Нептуну на алтарь | страница 35
Какую любовь она имела в виду — гражданскую, сыновью или любовь к женщине? Кого или что он успел так полюбить, что теперь горит ненавистью к варварам, к грубой, дикой силе? О, как он алкал мести! Как тяжело было знать, что он не бессилен, а не волен совершить ее! Он ходил, как больной, смотрел пустыми глазами на койки двух матросов, двух ребят из его электротехнического отряда, утонувших в холодной пучине вместе с «Новороссийском». Что из того, что они устроили здесь уголок памяти погибших? А как смотреть в глаза матери, той латвийской женщине, которая добилась разрешения посетить последний приют сына?

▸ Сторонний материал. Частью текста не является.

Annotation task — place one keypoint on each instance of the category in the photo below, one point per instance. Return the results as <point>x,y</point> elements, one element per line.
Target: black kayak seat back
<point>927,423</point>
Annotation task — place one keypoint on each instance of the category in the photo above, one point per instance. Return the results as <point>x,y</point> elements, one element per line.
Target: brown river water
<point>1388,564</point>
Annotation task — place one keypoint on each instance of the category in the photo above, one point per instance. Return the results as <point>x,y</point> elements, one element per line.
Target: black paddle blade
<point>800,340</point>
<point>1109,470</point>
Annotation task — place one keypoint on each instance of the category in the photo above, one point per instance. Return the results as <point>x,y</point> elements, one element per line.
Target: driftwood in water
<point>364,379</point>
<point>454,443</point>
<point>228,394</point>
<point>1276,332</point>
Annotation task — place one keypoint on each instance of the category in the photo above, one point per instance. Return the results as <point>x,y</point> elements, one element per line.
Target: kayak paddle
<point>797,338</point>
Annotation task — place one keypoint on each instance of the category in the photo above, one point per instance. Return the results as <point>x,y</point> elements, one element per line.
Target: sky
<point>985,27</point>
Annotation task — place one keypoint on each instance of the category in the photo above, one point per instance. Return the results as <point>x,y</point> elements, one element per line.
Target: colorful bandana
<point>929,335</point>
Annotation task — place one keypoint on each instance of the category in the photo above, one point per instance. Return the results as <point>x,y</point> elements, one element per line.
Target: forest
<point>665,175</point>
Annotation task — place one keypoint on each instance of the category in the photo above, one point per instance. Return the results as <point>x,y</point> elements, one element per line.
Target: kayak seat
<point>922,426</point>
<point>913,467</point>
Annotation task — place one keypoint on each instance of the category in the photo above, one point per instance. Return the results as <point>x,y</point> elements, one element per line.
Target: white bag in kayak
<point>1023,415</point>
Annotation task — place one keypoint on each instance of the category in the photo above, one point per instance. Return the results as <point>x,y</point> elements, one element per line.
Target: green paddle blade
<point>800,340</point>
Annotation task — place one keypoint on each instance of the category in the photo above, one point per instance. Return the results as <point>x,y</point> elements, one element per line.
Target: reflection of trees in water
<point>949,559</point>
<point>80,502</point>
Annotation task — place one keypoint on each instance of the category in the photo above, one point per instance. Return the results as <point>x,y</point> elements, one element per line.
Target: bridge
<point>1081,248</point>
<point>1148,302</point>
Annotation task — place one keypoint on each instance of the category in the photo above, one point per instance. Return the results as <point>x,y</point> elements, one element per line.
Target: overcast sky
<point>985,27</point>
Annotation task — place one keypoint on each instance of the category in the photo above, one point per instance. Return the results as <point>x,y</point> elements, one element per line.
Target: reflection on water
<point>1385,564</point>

Та женщина провела в кубрике один час, и все 60 минут отчаянно плакала, причитая.
В памяти Николая всплыл расстрел сто пятидесяти восьми славгородцев в марте 1943 года, родных ему людей. Он припоминал, как они с мамой искали отчима среди растерзанных, теплых еще тел, как потом везли его телегой на кладбище, как хоронили в мерзлый грунт. И тогда это казалось ему сном. Казалось, что вот он проснется, и убедится, что это сон. Но самое сильно впечатление, отчеканившееся в душе навсегда, никогда не казавшееся сном, а остающееся ужасной правдой, — был крик Прасковьи Яковлевны Николенко. У нее на глазах немцы убили Евлампию Пантелеевну Бараненко, ее мать, — единственную женщину из всех расстрелянных. Убили прямо во дворе, под грушей, где она стояла, заламывая руки к Богу и моля пощады для своих детей.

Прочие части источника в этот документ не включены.